Begitu pula dengan Renai, walau sebenarnya ia tak merasa begitu lega. Langit
sore yang biru bercampur dengan warna matahari yang tak lama lagi akan
terbenam. Suara anak-anak yang bermain sepeda masih asik mengisi ruang dan
waktu. Mereka beradu dengan bunyi kendaraan dan kicau burung walet.
“Kau, bagaimana, Ren?”
Renai menolehkan kepalanya ke arah
Kirana. Sepersekian detik kemudian ia kembali membuang pandang ke depan.
Tatapannya melekat pada pagar karatan.
“Aku ikut UTBK. Doakan yang terbaik
saja,” jawabnya singkat.
Kini suara ibu-ibu komplek mulai
terdengar meneriaki anak-anaknya. Bergegas rombongan sepeda cilik itu menuju
rumah masing-masing. Sedikit mengebut, tapi tak lupa untuk saling berteriak
‘sampai jumpa!’. Pedagang sosis dan jagung manis yang mangkal di dekat komplek
tempat anak-anak biasa bermain ikut bersiap pulang. Sudah cukup mencari rezeki
hari ini.
Diam lagi-lagi menyelimuti Renai dan
Kirana. Mereka menenangkan diri masing-masing. Tapi itu hanya sebentar saja.

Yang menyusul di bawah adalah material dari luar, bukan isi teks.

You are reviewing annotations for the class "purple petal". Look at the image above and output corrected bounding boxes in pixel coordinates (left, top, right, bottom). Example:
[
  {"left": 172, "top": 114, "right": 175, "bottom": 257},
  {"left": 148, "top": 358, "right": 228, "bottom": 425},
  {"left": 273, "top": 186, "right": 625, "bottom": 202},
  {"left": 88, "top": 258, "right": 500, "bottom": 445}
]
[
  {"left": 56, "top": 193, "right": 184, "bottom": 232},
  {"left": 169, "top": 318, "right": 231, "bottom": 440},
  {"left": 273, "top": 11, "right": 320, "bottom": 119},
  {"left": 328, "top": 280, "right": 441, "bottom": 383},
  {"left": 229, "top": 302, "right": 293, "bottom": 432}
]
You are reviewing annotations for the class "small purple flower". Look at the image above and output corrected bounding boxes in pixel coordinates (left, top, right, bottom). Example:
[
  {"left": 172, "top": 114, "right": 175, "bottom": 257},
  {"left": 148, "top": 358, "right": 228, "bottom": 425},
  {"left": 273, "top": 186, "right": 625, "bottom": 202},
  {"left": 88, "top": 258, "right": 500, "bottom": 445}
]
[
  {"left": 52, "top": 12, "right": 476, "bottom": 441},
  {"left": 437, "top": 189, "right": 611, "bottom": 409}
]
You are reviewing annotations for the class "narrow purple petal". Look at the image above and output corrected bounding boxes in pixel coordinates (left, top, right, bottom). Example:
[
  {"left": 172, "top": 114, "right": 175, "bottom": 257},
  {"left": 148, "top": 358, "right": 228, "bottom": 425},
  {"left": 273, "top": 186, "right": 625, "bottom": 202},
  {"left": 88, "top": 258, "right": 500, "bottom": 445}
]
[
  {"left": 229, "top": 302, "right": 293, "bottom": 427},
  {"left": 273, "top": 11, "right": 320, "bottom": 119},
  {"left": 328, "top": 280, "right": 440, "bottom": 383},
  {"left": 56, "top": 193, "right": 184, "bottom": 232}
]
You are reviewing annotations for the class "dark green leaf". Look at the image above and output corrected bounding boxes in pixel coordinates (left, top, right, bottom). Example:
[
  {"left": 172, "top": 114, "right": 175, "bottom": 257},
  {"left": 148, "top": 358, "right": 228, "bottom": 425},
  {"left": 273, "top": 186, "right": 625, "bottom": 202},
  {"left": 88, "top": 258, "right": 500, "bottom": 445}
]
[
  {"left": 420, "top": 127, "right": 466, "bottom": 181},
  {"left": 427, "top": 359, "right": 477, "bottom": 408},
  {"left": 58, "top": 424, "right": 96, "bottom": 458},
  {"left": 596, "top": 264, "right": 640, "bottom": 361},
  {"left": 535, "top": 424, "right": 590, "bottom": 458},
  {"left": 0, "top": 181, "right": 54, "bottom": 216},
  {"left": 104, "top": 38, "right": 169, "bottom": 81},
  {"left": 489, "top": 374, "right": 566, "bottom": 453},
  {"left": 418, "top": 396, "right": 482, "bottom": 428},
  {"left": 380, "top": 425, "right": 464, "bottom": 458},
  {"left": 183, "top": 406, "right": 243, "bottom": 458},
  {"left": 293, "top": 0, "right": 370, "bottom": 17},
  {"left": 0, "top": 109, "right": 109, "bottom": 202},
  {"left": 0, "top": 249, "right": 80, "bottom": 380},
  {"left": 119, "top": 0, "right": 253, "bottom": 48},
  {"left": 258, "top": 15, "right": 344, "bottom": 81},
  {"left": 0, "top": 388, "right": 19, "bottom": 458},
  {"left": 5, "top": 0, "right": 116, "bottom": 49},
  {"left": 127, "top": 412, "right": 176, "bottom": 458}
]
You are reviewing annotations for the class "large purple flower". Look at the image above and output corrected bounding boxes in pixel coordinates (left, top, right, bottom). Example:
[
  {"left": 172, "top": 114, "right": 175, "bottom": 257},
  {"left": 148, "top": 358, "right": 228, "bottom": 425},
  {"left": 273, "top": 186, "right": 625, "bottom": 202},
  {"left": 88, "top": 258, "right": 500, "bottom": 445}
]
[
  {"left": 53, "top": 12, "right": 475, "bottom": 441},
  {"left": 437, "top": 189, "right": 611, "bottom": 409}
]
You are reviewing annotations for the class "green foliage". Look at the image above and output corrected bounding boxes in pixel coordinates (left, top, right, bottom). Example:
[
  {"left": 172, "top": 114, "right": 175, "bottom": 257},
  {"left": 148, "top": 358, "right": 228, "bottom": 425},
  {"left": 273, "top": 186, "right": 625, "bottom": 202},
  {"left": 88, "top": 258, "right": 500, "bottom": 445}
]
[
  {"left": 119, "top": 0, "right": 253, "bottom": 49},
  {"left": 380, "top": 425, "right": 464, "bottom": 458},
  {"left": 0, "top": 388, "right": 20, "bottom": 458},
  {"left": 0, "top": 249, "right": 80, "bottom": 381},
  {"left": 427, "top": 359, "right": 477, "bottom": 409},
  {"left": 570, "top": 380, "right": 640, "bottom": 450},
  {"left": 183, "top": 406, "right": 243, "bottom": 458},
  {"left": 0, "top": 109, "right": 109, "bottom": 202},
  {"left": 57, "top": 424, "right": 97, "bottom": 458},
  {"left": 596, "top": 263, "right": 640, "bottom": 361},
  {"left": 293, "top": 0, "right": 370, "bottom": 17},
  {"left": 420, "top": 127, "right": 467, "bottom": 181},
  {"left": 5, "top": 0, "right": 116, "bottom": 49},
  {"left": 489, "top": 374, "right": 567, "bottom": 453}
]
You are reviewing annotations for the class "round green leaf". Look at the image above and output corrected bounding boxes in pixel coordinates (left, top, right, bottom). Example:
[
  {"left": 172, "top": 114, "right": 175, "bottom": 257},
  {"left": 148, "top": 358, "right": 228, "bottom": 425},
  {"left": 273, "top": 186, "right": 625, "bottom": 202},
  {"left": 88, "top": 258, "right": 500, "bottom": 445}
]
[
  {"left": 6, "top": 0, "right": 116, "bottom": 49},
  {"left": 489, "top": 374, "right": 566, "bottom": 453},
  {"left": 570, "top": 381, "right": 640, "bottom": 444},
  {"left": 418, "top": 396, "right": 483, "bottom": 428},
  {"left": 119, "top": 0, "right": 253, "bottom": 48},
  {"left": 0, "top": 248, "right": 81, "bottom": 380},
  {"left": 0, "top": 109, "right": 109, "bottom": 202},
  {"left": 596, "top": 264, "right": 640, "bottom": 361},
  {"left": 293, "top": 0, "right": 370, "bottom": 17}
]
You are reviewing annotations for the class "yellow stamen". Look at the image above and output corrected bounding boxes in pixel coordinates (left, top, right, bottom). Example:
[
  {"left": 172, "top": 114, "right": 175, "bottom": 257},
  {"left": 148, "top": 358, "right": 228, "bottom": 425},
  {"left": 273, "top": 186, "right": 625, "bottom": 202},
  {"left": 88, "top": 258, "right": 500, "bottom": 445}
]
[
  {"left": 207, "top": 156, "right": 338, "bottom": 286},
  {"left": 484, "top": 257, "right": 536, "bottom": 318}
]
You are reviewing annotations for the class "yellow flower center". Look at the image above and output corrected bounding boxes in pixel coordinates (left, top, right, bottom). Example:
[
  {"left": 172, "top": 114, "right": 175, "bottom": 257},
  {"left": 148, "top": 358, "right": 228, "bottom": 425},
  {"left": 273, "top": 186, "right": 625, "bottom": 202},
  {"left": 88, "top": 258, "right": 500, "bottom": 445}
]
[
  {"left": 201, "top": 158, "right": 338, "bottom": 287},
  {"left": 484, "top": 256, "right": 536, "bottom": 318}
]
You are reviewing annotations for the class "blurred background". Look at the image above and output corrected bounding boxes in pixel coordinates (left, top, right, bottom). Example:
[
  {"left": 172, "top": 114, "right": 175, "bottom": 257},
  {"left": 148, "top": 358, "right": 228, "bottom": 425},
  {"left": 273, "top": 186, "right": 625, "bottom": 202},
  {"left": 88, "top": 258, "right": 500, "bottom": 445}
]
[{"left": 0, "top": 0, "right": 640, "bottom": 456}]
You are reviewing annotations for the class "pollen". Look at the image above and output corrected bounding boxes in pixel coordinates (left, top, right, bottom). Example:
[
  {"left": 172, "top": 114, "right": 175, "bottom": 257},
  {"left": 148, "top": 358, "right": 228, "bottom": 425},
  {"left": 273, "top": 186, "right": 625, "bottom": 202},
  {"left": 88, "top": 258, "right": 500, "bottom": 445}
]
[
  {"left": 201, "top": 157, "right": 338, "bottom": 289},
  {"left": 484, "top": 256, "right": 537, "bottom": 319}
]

Karena Kirana lagi-lagi melemparkan pertanyaan. Ia sudah tenang sekarang. Ia
ingin tahu, apakah kawannya itu juga tenang?
“Bukan itu maksudku. Apakah kau
baik-baik saja? Kau sepantasnya kesal denganku yang merengek ingin batalkan
SNBP. Aku tahu, kampus yang aku dapatkan ini adalah impianmu, Ren,” kata
Kirana. Matanya di arahkan ke gadis berkerudung abu di sampingnya.
Renai tak menjawab. Pandangannya
lurus, tanpa fokus. Ia menggigit bibirnya. Detak jantung berpacu kencang. Air
mata hendak keluar, tak tahan.
“Ren, apa kau,”
“Aku baik-baik saja, Ran.”
Ucapan yang keluar dari bibir gadis
cerdas itu begitu lirih. Terbawa angin, tertutup debu. Hanya menyisakan
senyuman yang tulus. Entah bagaimana ia melakukannya.